"Pesticide Residues Seen Too High
in Children's Food"
Wednesday June 7 1:30 PM ET
Washington (reuters) - Favorite children's
foods like apples and grapes have high levels of toxic residues from
pesticides, Consumers Union, a nonprofit advocacy group, said on Tuesday,
urging the US goverment to do more to ban the use of dangerous chemicals.
The US Enviromental
Protection Agency (EPA) is expected on Thursday to ban most home uses
of the pesticide Dursban, a staple of many American gardeners, because
of health risks including blurred vision and memory loss.
Consumers Union
spokesman Adam Goldberg said his group would applaud such a decision,
but underscored the need for tighter control of about 20 specific chemicals
that he says are responsible for the lions share of residues found in
foods.
The group on Tuesday
released an update to its 1999 report on food safety, concluding that
pesticide residues in foods children eat everyday often exceed safe
levels. The group said parents should not stop feeding their children
fruits and vegetables, including some tips on limiting exposure to pesticides
by peeling fruit and washing it well before eating. It also encouraged
consumers to consider buying organically grown varieties of foods with
the highest pesticide residues.
Congress in 1996 passed a food safetly law, which required EPA to set
pesticide tolerances to protect children, who are particularly susceptible
to toxic chemicals. The law could potentially require the agency to
ban or severely restrict many high-risk insecticides.

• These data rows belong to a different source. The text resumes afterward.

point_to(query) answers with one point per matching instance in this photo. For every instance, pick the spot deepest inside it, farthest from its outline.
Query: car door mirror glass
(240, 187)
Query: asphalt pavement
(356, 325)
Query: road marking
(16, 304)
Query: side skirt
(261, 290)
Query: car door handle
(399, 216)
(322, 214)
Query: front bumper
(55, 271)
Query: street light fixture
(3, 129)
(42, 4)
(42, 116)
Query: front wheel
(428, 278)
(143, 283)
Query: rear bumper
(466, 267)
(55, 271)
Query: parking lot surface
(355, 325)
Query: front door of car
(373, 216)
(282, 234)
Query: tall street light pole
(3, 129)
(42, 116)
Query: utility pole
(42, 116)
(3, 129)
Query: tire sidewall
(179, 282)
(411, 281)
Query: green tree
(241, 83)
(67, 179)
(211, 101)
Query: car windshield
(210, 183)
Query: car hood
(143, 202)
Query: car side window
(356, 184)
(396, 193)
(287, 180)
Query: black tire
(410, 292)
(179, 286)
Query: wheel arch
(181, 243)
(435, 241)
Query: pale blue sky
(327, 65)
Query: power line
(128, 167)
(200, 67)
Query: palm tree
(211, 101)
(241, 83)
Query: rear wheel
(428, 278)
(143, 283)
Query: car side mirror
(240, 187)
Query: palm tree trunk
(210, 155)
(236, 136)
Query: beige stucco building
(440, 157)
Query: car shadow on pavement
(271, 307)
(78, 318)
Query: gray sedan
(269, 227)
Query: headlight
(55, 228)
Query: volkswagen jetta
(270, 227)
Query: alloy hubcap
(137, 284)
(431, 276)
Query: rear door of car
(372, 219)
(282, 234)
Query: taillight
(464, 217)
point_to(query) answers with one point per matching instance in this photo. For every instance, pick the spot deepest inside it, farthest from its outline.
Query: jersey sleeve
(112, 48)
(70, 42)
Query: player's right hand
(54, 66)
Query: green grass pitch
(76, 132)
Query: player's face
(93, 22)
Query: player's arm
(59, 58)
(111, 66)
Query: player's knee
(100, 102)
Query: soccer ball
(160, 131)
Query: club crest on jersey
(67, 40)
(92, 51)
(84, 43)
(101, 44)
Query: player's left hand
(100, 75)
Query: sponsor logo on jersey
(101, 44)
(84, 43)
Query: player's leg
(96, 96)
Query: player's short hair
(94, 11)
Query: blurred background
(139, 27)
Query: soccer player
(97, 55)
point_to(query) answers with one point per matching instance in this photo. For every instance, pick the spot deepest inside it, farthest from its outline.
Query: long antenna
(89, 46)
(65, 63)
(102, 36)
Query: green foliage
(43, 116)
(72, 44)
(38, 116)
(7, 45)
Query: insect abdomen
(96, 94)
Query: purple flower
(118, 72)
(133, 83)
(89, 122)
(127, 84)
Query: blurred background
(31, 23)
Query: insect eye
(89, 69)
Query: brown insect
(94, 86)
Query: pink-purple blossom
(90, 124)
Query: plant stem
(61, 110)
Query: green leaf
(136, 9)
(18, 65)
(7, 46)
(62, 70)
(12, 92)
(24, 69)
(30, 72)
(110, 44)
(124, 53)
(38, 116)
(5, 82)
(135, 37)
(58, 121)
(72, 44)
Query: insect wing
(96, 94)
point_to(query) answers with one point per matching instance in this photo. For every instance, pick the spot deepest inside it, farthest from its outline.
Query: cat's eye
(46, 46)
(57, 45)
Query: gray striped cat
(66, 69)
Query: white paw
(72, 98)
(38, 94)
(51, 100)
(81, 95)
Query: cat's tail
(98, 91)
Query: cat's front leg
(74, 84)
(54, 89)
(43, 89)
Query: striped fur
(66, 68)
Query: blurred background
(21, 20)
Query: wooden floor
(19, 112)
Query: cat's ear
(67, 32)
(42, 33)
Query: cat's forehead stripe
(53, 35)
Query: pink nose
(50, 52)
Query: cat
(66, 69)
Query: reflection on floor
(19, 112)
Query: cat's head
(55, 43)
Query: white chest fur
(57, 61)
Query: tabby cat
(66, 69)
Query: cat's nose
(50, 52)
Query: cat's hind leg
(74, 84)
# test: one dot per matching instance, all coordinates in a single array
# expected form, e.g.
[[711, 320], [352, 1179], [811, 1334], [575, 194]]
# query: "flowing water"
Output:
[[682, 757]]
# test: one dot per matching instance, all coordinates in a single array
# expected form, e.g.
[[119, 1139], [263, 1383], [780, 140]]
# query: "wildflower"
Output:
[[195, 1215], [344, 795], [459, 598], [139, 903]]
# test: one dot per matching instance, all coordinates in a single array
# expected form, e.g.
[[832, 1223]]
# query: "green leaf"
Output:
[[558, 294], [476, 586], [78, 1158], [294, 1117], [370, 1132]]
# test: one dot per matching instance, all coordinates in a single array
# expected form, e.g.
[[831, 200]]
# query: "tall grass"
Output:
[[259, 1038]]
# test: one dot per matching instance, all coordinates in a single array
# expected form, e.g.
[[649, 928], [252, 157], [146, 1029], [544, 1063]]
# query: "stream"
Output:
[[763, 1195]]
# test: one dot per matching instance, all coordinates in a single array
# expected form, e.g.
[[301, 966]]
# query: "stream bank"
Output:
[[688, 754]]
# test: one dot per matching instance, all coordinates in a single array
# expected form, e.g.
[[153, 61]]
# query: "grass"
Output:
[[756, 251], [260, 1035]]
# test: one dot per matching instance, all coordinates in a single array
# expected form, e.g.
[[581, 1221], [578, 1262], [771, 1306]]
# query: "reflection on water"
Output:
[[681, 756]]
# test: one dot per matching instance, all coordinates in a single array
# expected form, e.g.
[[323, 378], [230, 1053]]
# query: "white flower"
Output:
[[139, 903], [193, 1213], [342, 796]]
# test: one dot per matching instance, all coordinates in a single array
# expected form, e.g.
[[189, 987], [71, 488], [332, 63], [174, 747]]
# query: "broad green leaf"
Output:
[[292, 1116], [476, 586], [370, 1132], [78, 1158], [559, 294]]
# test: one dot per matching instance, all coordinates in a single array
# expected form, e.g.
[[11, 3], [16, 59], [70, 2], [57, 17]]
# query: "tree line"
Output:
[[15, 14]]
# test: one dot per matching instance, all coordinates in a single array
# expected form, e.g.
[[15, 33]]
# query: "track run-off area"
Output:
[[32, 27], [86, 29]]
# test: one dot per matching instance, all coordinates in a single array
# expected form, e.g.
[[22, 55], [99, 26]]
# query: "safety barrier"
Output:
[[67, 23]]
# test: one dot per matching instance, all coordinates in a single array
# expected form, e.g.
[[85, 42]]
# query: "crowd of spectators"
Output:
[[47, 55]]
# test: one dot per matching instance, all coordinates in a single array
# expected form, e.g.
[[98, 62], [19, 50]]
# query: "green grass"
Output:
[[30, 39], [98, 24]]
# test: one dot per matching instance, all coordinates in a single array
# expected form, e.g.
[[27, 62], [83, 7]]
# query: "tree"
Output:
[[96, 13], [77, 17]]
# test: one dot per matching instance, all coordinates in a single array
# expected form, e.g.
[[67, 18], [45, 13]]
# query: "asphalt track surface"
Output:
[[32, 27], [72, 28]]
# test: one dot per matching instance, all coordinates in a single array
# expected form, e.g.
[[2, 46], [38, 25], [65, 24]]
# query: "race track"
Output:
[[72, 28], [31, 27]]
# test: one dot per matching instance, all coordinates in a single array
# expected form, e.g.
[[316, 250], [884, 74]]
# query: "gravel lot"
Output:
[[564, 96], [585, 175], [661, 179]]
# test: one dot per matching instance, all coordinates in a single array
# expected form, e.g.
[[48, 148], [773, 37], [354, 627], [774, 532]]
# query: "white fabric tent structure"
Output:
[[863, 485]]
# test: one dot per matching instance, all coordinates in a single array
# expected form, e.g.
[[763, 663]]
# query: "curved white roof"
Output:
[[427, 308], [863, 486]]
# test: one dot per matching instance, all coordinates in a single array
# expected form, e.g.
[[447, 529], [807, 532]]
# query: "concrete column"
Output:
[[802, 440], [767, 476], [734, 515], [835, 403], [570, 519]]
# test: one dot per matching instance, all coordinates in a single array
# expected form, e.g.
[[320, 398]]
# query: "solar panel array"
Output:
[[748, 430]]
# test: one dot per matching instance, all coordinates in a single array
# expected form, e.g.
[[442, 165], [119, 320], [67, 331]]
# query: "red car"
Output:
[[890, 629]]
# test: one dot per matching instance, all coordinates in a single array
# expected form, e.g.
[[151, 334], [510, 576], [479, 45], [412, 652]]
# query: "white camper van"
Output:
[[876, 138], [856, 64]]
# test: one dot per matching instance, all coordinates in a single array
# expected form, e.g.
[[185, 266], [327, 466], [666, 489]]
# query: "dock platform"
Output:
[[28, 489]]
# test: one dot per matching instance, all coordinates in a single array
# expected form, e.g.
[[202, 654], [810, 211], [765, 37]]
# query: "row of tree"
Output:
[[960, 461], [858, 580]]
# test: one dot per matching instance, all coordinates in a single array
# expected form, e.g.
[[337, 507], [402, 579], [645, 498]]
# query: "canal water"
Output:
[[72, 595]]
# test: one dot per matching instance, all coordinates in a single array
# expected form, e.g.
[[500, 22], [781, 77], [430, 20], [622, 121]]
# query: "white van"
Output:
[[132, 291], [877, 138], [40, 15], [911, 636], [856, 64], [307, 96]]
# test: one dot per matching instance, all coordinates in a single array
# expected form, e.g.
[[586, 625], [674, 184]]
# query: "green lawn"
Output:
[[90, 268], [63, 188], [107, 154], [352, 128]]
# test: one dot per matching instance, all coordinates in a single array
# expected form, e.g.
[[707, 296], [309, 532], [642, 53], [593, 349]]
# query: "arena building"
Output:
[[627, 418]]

Consumers Union, which publishes Consumer
Reports magazine, said it based its conclusions on an independent analysis
of the US Department of Agriculture's 1998 tests of thousands of fruit
and vegetable samples, domestic and imported, fresh and processed, for
pesticide residues.
IT said it found that some foods contain high levels of relatively toxic
residues, including winter squash, peachess, apples, grapes, pears,
green beans and spinach, as well as strawberries and cantaloupe. Other
foods like bananas, broccoli, canned peaches, canned and frozen peas,
canned and frozen corn, milk, orang juice, apple juice and grape juice
had few residues.
In the report, Consumers Union said Dursban, the most commonly known
brand name of the chemical chlorpyrifos, was found in 22 foods tested
by the USDA's Pesticide Data Program (PDP) from 1994 through 1998. The
highest levels of chlorpyrifos residue showed up in apples from New
Zealand, grapes from Chile, tomatoes from Mexicao, and domestically
grown soybeans, according to the report.
Chloripyrifos is used to kill insects that attack crops, termites and
cockroaches, and is used in pet collars to kill ticks. Dow Chemical
Co., which manufactures Dursban, says more than 3,600 scientific studies
have proven it to be harmless when used as directed.
In Tuesdays report, Consumers Union also
expressed concern that organochlorine pesticides banned in the 1970's
were still showing up in foods that children eat today. For instance,
the chemical dieldrin remains in soil, and crops such as squash, cantaloupe,
soybeans, sweet potatoes, and spinach contained residues, the report
found
Thee whole report is available on http://www.ecologic-ipm.com/PDP/Update
- childrens - Foods.pdf
Seperately, the Washington Post reported in Wednesday edition that the
Clinton Administration had decided to sidestep a major political quagmire
by rejecting the use of human experiments in setting regulatory limits
for pesticides.
Worried about a resurgence in human experiments by pesticide companies
- some of which have been testing products on students and other volunteers
for decades - the EPA will adopt a policy of officialy ignoring such
studies in establishing legal limits for pesticides in food and waterm
the paper quoted agency officials saying.